Hace años que salió de República Dominicana y al mejor estilo de un Marco Polo moderno llegó hasta China. A golpe de audacia se hizo camino en una cultura totalmente distinta, lejos de su familia, su casa y sus amigos.
Dominicana es su tierra pero ya ha hecho de China su hogar. Sus ojos grandes canelos y las pestañas largas rizadas son la sensación de este lado del mundo. Dejó de llamarse Cristian y ahora se llama John porque como a los chinos les cuesta pronunciar la erre, él en un acto de nobleza y para no complicarse la vida se la puso fácil con John.

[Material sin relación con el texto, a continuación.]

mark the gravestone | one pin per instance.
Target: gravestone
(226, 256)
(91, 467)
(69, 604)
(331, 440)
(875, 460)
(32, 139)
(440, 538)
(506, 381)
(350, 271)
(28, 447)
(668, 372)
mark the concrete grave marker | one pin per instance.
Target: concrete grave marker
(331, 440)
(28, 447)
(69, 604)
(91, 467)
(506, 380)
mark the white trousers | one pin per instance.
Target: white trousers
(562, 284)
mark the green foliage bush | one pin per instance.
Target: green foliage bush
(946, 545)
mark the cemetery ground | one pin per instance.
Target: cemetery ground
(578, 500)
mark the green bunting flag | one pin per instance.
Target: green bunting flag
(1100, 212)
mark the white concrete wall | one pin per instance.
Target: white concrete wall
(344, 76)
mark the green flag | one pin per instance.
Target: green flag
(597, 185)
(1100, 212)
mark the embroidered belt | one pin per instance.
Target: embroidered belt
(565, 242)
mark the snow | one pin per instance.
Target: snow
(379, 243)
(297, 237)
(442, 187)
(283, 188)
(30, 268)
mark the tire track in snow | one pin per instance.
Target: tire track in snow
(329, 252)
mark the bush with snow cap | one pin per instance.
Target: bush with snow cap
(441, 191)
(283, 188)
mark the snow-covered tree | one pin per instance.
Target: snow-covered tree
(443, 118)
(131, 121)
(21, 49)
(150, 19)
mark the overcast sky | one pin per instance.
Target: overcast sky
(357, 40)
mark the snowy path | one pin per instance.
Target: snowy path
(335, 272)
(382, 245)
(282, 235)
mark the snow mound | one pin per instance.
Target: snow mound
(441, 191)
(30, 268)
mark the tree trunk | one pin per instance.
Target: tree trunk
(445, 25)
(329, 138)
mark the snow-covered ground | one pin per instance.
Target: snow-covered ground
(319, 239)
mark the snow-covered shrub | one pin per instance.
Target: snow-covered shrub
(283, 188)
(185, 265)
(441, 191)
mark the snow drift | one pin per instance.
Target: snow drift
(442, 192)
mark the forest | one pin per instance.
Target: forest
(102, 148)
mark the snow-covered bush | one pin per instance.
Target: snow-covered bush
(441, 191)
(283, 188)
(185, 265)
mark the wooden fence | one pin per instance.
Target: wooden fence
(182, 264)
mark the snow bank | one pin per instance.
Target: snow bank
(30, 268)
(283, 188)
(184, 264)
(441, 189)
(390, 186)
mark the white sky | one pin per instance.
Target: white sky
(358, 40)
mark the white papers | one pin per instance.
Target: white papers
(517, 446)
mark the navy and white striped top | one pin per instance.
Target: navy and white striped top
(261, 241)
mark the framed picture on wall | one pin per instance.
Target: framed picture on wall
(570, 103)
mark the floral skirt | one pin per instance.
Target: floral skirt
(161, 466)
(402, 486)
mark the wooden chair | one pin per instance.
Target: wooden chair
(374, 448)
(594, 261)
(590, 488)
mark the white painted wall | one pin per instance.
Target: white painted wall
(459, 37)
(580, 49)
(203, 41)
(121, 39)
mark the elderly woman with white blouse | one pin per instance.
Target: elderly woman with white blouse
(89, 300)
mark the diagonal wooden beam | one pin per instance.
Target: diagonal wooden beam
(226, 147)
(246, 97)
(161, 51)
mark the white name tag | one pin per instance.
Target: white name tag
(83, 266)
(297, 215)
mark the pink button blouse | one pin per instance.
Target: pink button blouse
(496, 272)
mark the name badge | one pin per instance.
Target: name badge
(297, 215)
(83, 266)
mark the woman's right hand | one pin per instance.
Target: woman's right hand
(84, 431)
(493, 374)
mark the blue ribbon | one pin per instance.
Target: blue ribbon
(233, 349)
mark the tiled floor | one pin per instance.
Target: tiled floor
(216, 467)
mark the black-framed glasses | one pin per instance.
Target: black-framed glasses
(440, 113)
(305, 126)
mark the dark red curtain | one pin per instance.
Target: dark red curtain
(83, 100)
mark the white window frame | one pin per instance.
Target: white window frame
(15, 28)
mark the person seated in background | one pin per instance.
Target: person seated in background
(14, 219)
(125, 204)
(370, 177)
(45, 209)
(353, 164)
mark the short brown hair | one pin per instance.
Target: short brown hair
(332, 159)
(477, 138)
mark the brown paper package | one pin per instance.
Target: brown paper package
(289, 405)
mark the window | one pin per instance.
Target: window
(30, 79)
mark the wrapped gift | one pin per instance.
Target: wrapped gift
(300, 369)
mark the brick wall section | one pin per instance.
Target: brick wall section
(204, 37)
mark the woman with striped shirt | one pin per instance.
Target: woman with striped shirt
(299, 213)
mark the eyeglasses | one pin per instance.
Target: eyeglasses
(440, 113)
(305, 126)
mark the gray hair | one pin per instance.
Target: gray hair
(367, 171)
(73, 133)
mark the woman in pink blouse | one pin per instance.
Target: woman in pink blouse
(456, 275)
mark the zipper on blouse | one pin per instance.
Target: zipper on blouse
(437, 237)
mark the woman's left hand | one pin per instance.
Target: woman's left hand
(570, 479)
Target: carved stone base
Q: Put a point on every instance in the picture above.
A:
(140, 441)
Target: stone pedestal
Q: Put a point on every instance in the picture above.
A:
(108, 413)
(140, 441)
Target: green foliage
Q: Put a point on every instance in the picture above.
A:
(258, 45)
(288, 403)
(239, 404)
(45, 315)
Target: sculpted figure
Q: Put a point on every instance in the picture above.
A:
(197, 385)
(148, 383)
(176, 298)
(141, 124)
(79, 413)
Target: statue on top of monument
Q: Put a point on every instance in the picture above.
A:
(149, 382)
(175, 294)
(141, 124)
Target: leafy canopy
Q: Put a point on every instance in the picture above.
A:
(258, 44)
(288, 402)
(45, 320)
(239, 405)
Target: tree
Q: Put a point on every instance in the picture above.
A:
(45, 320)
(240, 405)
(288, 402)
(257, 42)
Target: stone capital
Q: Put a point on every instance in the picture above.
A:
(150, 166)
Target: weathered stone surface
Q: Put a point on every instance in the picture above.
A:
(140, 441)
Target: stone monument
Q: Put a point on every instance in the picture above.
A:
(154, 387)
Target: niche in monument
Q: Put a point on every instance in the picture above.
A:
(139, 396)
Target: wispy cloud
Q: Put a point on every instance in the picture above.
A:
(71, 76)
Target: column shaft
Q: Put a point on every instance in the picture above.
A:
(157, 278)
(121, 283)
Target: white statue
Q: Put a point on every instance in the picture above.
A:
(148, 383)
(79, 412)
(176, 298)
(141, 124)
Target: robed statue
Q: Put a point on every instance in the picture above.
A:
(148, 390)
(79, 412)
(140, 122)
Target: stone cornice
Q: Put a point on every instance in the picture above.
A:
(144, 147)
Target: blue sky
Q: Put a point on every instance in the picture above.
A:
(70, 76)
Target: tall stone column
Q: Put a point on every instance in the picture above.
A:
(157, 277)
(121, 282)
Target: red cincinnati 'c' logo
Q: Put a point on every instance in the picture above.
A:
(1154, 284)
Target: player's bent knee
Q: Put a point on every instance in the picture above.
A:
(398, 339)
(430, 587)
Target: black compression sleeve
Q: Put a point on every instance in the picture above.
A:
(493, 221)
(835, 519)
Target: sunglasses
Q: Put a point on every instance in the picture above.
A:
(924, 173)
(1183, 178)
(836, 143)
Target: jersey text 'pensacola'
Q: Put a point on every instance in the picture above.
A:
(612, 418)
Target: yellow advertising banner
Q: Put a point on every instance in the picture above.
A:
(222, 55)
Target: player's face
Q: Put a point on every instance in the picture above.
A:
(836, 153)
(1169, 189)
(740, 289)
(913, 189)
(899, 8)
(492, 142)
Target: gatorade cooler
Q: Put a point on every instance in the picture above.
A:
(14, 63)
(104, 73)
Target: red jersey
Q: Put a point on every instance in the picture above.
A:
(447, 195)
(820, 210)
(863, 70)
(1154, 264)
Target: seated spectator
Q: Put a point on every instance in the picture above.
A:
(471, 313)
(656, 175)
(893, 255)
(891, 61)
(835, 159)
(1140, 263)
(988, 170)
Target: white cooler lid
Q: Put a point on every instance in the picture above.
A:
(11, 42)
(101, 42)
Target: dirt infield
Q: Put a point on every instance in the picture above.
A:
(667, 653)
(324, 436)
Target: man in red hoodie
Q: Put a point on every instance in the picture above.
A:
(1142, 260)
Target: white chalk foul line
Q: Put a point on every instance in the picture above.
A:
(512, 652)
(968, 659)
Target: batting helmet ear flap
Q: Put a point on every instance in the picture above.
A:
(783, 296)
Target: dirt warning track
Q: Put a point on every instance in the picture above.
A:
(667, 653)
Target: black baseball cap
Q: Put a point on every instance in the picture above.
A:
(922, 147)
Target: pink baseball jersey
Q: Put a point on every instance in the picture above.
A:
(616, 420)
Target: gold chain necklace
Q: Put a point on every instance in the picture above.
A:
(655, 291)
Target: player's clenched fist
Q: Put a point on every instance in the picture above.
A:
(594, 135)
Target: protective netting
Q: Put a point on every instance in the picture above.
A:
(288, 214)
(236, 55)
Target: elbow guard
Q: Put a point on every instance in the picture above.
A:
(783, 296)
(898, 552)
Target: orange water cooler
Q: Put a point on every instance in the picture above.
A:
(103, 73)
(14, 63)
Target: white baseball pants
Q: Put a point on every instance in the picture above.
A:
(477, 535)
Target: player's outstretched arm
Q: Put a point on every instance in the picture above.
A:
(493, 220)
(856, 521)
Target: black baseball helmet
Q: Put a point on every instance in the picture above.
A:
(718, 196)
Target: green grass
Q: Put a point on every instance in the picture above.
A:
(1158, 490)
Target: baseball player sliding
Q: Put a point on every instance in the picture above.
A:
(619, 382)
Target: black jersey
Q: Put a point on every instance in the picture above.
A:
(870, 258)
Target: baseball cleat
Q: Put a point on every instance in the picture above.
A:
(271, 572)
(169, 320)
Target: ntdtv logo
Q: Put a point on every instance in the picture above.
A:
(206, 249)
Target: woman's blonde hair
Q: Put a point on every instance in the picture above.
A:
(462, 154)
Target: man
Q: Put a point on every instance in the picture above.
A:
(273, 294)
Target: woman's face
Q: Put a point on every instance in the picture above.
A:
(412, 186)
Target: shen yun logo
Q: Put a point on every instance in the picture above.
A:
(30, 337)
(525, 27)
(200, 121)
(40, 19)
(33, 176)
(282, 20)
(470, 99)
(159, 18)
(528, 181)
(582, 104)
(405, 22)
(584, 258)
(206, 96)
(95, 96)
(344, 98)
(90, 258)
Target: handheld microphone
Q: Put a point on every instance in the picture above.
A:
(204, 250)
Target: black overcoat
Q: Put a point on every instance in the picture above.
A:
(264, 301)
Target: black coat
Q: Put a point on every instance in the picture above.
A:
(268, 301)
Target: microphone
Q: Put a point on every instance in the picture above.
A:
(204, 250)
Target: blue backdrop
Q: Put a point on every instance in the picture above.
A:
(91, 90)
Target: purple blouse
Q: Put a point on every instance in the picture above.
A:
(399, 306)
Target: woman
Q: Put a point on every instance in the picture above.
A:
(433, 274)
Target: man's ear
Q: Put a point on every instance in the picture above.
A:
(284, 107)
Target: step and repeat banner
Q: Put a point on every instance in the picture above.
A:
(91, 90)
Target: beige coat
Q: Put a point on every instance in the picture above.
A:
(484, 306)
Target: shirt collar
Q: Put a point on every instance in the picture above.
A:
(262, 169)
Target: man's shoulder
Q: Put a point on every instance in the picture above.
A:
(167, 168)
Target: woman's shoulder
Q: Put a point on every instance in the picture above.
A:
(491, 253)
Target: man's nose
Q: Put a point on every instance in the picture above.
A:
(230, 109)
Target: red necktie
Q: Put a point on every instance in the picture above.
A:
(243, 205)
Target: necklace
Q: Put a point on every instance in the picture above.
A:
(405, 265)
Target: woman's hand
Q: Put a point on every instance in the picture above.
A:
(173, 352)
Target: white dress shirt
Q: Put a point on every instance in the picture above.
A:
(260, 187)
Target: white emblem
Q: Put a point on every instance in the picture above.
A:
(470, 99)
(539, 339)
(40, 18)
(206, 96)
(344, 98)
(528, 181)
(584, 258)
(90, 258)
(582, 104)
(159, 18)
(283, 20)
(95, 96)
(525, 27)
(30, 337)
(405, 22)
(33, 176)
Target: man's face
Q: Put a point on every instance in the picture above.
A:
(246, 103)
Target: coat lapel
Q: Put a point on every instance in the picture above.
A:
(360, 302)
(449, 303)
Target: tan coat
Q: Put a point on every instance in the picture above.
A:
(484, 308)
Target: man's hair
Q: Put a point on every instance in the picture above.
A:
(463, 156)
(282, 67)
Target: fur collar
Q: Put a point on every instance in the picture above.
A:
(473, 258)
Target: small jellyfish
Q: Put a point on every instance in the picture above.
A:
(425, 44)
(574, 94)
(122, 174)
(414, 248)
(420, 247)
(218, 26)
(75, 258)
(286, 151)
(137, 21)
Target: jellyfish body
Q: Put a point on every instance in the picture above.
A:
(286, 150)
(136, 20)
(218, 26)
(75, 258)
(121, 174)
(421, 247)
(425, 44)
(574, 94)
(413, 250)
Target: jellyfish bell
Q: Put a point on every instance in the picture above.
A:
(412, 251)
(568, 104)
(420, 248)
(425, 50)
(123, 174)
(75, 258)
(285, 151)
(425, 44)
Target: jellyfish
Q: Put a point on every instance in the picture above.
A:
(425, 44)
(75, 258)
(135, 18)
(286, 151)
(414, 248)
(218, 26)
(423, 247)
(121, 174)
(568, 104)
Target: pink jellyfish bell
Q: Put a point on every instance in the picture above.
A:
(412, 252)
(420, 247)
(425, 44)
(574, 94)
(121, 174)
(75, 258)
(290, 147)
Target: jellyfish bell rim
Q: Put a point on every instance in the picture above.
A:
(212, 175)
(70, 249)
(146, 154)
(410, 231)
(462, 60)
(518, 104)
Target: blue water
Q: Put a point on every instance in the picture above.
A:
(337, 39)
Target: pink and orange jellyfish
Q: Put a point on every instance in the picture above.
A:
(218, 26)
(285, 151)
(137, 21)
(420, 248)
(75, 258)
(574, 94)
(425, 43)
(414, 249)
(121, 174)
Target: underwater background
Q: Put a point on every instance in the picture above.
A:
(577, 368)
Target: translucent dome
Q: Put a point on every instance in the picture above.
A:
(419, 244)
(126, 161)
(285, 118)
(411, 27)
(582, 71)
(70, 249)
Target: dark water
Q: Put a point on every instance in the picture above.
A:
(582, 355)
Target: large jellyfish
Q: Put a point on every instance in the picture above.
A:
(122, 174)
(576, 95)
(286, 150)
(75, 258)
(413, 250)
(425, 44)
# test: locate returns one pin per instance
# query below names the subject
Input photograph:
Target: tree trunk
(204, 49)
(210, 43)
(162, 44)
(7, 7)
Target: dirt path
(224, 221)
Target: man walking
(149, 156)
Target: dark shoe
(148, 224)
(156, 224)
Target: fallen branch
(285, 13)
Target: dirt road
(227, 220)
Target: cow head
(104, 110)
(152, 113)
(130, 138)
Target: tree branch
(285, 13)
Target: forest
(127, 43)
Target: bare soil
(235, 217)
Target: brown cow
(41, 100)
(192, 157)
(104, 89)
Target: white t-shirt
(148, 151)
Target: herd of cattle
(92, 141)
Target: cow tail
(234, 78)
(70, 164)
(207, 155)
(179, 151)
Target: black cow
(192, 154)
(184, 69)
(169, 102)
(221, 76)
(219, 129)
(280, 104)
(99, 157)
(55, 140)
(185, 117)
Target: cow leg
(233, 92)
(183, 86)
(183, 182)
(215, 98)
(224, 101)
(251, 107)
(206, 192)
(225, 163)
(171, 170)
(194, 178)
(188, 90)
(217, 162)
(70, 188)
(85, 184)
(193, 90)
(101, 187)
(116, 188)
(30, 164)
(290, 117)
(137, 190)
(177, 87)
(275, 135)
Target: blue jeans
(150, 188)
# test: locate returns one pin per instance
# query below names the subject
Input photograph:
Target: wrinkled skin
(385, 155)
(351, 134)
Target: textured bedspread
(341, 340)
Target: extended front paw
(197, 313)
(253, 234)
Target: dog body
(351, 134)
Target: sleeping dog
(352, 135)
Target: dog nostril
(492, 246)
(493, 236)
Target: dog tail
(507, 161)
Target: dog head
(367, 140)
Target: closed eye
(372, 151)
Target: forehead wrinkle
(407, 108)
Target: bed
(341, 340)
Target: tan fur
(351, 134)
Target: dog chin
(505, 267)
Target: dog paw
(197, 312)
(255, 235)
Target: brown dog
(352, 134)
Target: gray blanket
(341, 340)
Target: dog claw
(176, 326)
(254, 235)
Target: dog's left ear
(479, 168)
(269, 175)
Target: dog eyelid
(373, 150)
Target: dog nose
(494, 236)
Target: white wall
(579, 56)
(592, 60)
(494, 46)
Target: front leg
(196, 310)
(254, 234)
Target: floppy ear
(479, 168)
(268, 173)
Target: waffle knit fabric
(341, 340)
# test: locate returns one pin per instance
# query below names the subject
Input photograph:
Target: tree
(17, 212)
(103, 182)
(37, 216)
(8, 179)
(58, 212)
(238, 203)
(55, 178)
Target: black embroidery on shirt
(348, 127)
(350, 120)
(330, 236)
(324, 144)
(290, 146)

Con un mandarín fluido, que se debate sin dificultad entre el español y un inglés perfecto. Uno lo escucha y dan deseos irremediables de aprender mandarín. Íbamos en un taxi camino a la estación para tomar un tren y conocer el centro de Beijing y en el trayecto nos contó su vida y sus aventuras.
Yo, fascinada de conocer a alguien tan libre, él es la expresión del sano desapego con el que uno debería vivir. Fiel a sus raíces pero sin dolor a desprenderse de lo material para alzar vuelo a donde mande el alma. John no negocia la felicidad. “Yo vivo, no sobrevivo”.
Para él parte de su vida también han sido los estudios. Con menos de 30 años es profesor y va rumbo a un doctorado.
Con una filosofía de vida hermosa pero muy real. Y un nivel de practicidad que no deja espacio para complicaciones.
Frente a John me sentí chiquita, ilusionada, como cuando conoces a alguien y piensas “cuando sea grande quiero ser como él”. Me sentí también dichosa de conocerlo y que compartiera su historia conmigo.
Con él, recordé a mis hijos y dentro de mí renové el compromiso de esforzarme por criarlos libres, me recordé a mi misma que ciertamente ellos son un dulce préstamo que la vida me concedió.
John es de esa gente libre, sin miedo a perderse y que vive con arrojo pero que mantiene la empatía por el mundo. De esos personajes aventureros que uno cree que no existen más que en películas, pero que sí, que como John son reales. Con él confirmé que los miedos se vencen enfrentándolos, atreviéndose.
Esa gente como él que se desafía constantemente a sí mismos, no se ponen límites y por eso sueñan en grande. Así me lo dejó saber cuando le pregunté si regresaba a vivir a Santo Domingo y lleno de seguridad me afirmó “Sí, regreso para ser canciller”.
Lo mejor es que le creo y que si se cumple su sueño, apuesto que será tremendo canciller.
Pasadas las 3 de la mañana en el corazón de Pekín, John se despidió con el compromiso de volver a vernos cada vez que vaya a Dominicana y con la condición de que si el avión me deja, también tengo una casa y un amigo en la ciudad donde vive.
El día se hizo corto y yo, contagiada por su desenfado, aprendí palabras bonitas en mandarín y esa noche dejé de llamarme Paola y me convertí en “Claire, from Michigan”.